Turbulente Familiengeschichte

Kurze Geschichte des Traktors auf Ukrainisch

Marina Lewycka Roman wäre wohl in der Rubrik "triviale Unterhaltung" einzuordnen, wenn es ihr mit ihrem flott und locker erzählten Text nicht auch gelingen würde, einige durchaus brisante Themen anzusprechen, wie etwa die Immigration.

Mit einem Anruf fing alles an.
Mein Vater krächzt mit vor Erregung zittriger Stimme in die Leitung: "Gute Neuigkeiten, Nadeshda! Ich heirate!"


Für Nadeshda und ihre Schwester Vera ist diese Ankündigung ein Schock, denn immerhin ist ihr Vater 84, seine Auserwählte 36 - und damit um einiges jünger als ihre künftigen Stieftöchter.

Sie heißt Valentina, erzählt er. Aber sie erinnere eher an eine Venus: "Du weißt schon: goldenes Haar, wunderschöne Augen, fantastischer Busen!"
Die erwachsene Frau in mir ist nachsichtig. Süß, so ein spätes Liebesglühen. Die Tochter in mir ist beleidigt. Verräter! Alter geiler Bock! Mutter ist gerade mal zwei Jahre tot!

Eindeutige Motive?

Nadeshda und Vera setzen alles daran, ihren Vater Nikolai aus den Klauen dieser Venus zu retten, denn Valentinas Motive für die Heirat scheinen eindeutig zu sein: Sie kommt aus der Ukraine, ist geschieden, hat einen halbwüchsigen Sohn, mit dem gemeinsam sie per Touristenvisum nach Großbritannien eingereist ist - um sich nun hier auf Kosten des verblendeten, liebestollen Alten ein schönes Leben zu machen.

Auch der Autorin selbst war Valentina zu Beginn gehörig unsympathisch gewesen, dann aber habe sie sich genauso in sie verliebt wie der alte Mann. Schließlich gehe es Valentina nur darum, das Beste für ihren Sohn herauszuholen - mit viel Energie und auch mit ein wenig Brutalität. Dafür mit einem alten Mann in einem fremden Land zusammen zu leben, sei doch ein großes Opfer, meint Lewycka.

Turbulent und komisch

Nadeshda und Vera sehen das allerdings nicht so verständnisvoll.
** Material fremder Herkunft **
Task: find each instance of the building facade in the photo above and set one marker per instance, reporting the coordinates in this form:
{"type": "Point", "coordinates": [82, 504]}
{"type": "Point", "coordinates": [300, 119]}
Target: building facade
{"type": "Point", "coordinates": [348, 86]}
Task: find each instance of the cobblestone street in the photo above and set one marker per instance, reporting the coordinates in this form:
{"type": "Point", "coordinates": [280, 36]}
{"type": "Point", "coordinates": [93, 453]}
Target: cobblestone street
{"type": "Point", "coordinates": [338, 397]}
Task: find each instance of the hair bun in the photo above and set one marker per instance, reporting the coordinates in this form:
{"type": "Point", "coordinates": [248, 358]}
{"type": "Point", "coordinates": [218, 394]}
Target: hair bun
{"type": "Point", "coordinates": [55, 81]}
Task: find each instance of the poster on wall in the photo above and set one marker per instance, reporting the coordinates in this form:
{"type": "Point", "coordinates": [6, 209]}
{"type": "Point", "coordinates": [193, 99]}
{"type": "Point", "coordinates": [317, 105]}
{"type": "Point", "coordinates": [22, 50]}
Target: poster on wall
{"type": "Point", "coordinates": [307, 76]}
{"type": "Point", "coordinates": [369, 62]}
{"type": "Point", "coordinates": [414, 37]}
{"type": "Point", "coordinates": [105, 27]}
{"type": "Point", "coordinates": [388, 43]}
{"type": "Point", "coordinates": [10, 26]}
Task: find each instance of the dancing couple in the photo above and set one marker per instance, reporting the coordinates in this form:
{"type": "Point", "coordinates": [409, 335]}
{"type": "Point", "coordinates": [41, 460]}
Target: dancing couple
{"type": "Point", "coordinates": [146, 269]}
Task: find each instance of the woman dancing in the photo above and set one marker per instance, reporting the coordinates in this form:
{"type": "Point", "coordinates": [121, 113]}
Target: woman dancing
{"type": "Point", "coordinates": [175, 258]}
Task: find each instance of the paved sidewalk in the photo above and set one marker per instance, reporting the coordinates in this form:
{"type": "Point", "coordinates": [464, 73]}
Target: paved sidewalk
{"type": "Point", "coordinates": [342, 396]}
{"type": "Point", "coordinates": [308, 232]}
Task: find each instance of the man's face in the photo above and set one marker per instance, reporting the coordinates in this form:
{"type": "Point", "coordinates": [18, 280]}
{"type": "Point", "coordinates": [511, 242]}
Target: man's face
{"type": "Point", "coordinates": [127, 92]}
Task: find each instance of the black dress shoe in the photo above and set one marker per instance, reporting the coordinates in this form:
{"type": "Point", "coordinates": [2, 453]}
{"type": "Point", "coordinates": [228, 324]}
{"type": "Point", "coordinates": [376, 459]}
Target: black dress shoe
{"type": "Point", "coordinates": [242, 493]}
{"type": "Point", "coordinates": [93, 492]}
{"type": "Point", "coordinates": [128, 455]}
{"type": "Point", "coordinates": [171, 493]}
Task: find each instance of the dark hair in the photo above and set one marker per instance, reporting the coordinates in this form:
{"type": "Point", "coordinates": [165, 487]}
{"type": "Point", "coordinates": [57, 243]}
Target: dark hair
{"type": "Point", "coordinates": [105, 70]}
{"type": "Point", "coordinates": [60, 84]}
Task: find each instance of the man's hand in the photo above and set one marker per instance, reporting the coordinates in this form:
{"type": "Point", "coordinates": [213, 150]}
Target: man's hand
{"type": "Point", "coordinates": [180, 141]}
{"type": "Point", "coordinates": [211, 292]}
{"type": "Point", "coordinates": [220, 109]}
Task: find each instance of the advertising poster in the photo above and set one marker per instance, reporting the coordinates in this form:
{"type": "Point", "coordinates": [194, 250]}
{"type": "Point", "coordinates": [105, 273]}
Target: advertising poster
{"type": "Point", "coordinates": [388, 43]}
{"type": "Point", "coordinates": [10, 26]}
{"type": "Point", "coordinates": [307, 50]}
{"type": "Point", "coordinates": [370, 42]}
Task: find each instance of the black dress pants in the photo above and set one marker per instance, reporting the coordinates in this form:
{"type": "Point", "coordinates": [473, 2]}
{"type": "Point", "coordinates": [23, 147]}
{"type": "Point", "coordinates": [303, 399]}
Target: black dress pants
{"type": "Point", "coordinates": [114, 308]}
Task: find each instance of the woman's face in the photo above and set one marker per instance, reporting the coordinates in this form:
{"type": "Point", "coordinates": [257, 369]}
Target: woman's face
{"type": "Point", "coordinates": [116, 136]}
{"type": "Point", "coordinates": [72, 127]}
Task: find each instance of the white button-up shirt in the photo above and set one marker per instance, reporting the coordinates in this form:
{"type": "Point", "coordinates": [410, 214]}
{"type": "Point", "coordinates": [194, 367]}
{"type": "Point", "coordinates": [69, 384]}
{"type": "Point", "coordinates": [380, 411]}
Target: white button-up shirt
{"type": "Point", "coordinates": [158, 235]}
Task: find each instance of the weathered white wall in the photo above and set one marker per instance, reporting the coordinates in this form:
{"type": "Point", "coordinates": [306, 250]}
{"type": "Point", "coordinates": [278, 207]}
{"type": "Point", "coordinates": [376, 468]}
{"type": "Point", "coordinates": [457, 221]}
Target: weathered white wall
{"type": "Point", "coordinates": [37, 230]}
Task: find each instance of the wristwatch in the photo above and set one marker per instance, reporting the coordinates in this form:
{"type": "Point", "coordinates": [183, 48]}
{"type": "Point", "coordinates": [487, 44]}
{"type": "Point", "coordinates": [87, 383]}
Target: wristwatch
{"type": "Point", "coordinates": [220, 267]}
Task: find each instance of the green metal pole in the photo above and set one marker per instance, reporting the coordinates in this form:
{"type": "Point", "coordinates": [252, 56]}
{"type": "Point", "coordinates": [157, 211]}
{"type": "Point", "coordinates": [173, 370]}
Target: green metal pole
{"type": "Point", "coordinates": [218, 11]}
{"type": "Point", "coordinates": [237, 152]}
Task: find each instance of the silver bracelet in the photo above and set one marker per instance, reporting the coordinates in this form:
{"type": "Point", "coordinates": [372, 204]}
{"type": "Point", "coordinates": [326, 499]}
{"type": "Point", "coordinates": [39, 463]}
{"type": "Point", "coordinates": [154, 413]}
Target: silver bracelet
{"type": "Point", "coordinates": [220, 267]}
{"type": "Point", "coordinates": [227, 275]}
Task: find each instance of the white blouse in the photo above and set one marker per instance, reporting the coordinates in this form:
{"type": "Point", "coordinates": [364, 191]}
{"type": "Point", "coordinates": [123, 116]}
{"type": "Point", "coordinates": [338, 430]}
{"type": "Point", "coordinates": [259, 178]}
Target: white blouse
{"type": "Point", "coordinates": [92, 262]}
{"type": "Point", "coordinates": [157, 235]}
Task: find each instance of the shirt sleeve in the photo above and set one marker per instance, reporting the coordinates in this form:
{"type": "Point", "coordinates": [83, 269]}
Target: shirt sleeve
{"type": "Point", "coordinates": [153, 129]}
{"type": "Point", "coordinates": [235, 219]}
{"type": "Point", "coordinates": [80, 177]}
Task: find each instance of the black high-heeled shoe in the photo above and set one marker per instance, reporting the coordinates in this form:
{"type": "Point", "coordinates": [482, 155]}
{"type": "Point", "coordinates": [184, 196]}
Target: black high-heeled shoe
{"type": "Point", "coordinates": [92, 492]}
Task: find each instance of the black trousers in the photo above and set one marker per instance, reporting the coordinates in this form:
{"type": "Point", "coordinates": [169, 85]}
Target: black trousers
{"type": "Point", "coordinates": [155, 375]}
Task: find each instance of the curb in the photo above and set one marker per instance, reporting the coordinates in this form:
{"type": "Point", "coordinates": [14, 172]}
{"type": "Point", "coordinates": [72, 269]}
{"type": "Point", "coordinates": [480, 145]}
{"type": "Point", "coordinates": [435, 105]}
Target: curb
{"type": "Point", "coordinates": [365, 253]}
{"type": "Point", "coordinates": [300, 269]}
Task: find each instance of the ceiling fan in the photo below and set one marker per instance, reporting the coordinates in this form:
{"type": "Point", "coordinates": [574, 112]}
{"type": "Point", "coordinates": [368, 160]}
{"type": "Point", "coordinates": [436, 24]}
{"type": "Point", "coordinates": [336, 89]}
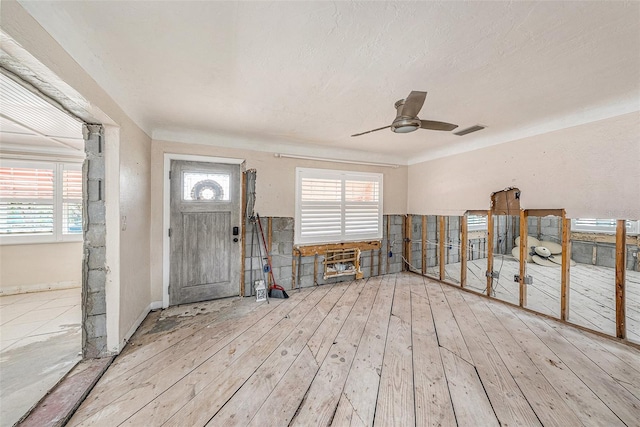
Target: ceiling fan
{"type": "Point", "coordinates": [407, 116]}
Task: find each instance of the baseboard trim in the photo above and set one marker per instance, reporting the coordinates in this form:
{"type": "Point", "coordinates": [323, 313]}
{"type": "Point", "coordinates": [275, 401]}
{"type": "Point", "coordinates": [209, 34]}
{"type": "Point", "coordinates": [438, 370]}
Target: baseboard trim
{"type": "Point", "coordinates": [39, 287]}
{"type": "Point", "coordinates": [135, 326]}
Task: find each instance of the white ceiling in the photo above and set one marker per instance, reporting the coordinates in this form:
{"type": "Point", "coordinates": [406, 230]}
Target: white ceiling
{"type": "Point", "coordinates": [310, 74]}
{"type": "Point", "coordinates": [29, 124]}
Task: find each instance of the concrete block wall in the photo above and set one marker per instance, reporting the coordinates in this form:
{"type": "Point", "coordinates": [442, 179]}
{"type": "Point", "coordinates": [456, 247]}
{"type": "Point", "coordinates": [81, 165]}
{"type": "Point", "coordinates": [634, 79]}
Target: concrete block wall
{"type": "Point", "coordinates": [281, 251]}
{"type": "Point", "coordinates": [94, 317]}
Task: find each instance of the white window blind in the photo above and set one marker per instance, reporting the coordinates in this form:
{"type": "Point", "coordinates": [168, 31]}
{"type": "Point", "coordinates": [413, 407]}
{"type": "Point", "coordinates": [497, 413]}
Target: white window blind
{"type": "Point", "coordinates": [27, 200]}
{"type": "Point", "coordinates": [476, 222]}
{"type": "Point", "coordinates": [40, 202]}
{"type": "Point", "coordinates": [594, 225]}
{"type": "Point", "coordinates": [337, 206]}
{"type": "Point", "coordinates": [71, 201]}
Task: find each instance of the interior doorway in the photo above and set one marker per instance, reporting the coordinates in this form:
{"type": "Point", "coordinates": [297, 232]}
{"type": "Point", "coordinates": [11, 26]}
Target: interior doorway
{"type": "Point", "coordinates": [42, 150]}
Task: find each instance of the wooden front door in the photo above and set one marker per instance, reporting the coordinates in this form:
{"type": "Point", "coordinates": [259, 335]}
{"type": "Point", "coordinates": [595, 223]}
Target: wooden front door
{"type": "Point", "coordinates": [205, 240]}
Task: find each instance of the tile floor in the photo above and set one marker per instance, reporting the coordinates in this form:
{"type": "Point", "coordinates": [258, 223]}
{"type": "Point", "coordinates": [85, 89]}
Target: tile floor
{"type": "Point", "coordinates": [40, 341]}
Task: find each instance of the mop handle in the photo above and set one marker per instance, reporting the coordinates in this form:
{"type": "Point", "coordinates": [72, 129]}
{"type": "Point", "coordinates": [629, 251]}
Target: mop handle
{"type": "Point", "coordinates": [264, 242]}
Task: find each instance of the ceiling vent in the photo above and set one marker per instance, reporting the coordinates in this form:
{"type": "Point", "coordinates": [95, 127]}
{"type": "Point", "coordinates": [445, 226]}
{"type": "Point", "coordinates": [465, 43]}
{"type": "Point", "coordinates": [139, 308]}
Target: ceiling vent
{"type": "Point", "coordinates": [469, 130]}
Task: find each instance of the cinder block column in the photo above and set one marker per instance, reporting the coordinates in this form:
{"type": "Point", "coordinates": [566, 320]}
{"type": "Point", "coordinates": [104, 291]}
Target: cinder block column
{"type": "Point", "coordinates": [94, 310]}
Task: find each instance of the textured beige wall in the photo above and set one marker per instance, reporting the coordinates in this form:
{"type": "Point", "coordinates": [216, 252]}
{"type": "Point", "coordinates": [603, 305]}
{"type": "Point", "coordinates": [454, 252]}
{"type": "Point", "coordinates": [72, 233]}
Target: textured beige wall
{"type": "Point", "coordinates": [275, 188]}
{"type": "Point", "coordinates": [592, 171]}
{"type": "Point", "coordinates": [135, 150]}
{"type": "Point", "coordinates": [28, 268]}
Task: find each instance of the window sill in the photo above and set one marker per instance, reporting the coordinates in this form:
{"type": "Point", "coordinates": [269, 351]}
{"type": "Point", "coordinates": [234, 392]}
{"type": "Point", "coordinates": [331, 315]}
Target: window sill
{"type": "Point", "coordinates": [321, 248]}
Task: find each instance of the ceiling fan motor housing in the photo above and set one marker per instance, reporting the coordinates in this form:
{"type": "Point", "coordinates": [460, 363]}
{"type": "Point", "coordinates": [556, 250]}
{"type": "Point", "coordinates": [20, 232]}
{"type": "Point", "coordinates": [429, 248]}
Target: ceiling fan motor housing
{"type": "Point", "coordinates": [404, 124]}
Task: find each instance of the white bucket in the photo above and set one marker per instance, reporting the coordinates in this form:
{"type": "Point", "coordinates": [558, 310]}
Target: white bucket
{"type": "Point", "coordinates": [261, 291]}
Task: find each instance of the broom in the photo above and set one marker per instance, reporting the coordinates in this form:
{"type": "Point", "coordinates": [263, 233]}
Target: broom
{"type": "Point", "coordinates": [275, 290]}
Die Hochzeit können sie nicht mehr verhindern, also versuchen sie mit allen möglichen (legalen wie illegalen) Mitteln, die Ehe schleunigst wieder annullieren zu lassen und dafür zu sorgen, dass Valentina samt Sohn in die Ukraine abgeschoben werde.

Nikolai, der von Valentina gehörig gepiesackt wird, spielt dabei teilweise mit, dann wieder torpediert alle Pläne seiner Töchter - und aus dieser Konstellation entwickelt sich eine turbulente und in vielem sehr komische Familiengeschichte.

Bewertung von Immigration

Dieser Roman wäre wohl in der Rubrik "triviale Unterhaltung" einzuordnen, wenn es Marina Lewycka mit ihrem flott und locker erzählten Roman nicht auch gelingen würde, einige durchaus brisante Themen anzusprechen. So etwa die Frage nach der Bewertung von Immigration. Denn nicht nur Valentina, sondern auch Nadeshda, Vera und deren Eltern kommen aus der Ukraine. Allerdings sind sie gleich nach dem Zweiten Weltkrieg aus politischen Gründen nach Großbritannien geflüchtet. Daraus beziehen die beiden Schwestern das stolze Bewusstsein, "bessere Immigranten" zu sein als jenes Valentinas, denen es - so die Schwestern - nur ums Geld gehe. Allerdings werden sie im Verlauf der Handlung mehr und mehr gefordert, ihre Haltung zu hinterfragen.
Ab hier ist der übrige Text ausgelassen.